When the science of the spirit grows more and more away from abstractions into concrete life, there will appear among the circles, which occupy themselves with this science of the spirit, a special kind of human social understanding, a way of awakening human interest. There will be people who have certain capacities for teaching their fellow human beings about the different human dispositions... a practical study of the soul and of life will be cultivated and a true social understanding of human evolution will evolve.
-- Rudolf Steiner
Biography work was first developed in Europe in the 1970’s based on a picture of human development given by Rudolf Steiner early in the twentieth century. Steiner described physical, soul, and spiritual development from birth to death in great detail and included, as a significant aspect of the whole human being, the soul’s further spiritual growth after death. Steiner knew that in our time there would be tremendous need for increased social understanding, and that spiritually scientific study of human development was an essential foundation.
Rudolf Steiner (1861-1925) delivered more than 6000 lectures and wrote more than 30 books about the recreation of many human endeavors: education, medicine, economics, architecture, science, religion, and the arts. He called his body of work "anthroposophy"—wisdom or knowledge of the human being. It was important to Rudolf Steiner that individuals explore and question his ideas and come to an understanding of the spiritual nature of the human being through direct personal discovery.

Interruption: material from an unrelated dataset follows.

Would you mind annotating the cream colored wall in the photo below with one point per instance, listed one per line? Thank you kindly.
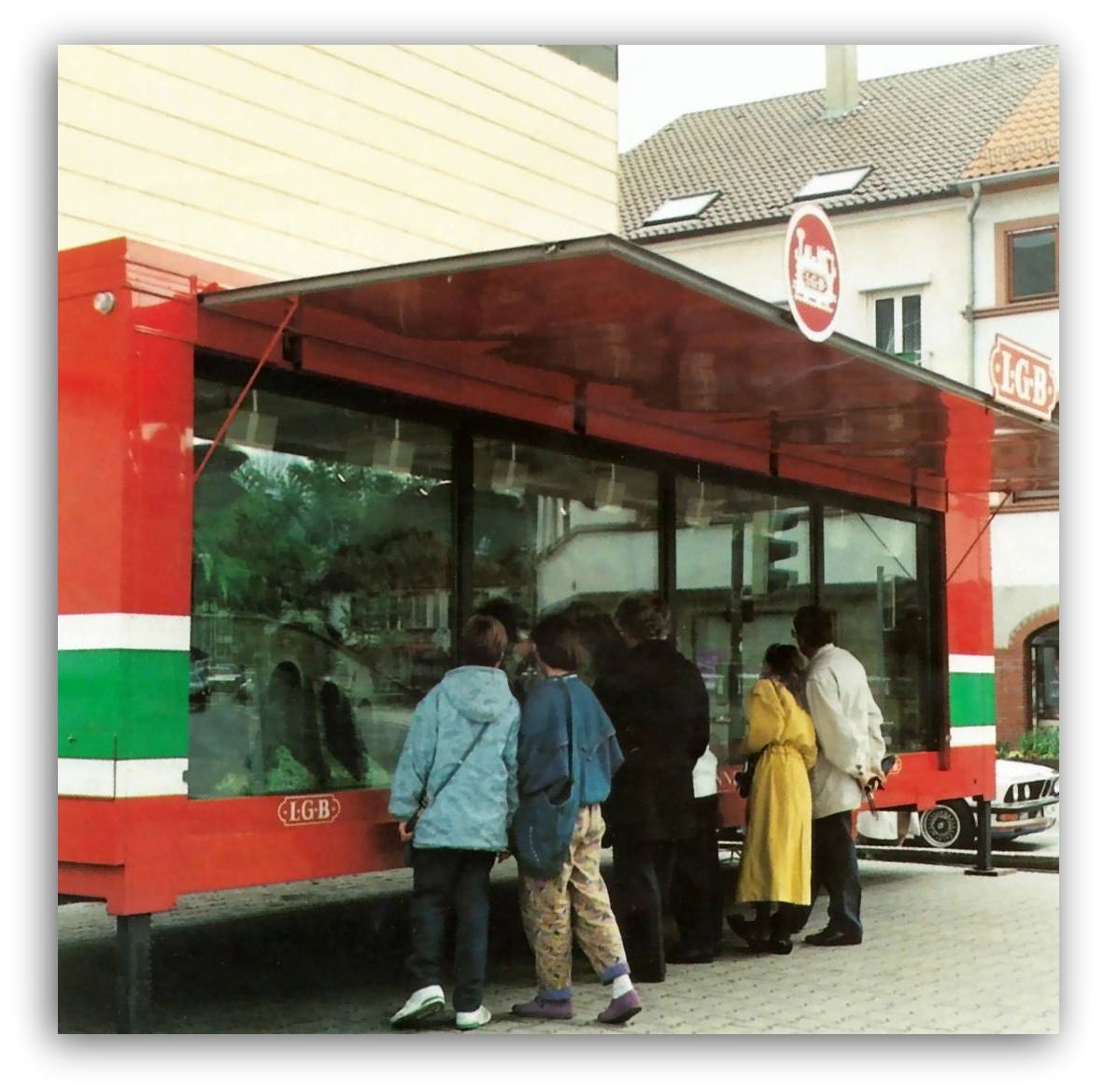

What is to be undertaken can be called soul exercise. To begin with, soul contents, which are ordinarily examined only with regard to their value as images of external reality, are looked at from another side. In the concepts and ideas that man makes for himself, he at first wants to have something that can be an image, or at least a sign, of something lying outside the concept or idea. The spiritual investigator, in the sense meant here, looks for soul contents that are similar to the concepts and ideas of ordinary life, or of scientific research, only he does not view these with regard to their cognitional value in reference to something objective. He lets them live in his own soul as active forces. Like spiritual seeds he embeds them in the mother ground of the soul’s life, and in perfect calmness of soul he awaits their effect on his soul life. He can then observe how by repeated use of such an exercise his soul’s state, in fact, changes…. In this process, concepts work not as cognitional elements, but as real powers, and their effect depends on the oft-repeated laying hold of one’s soul life by the same forces.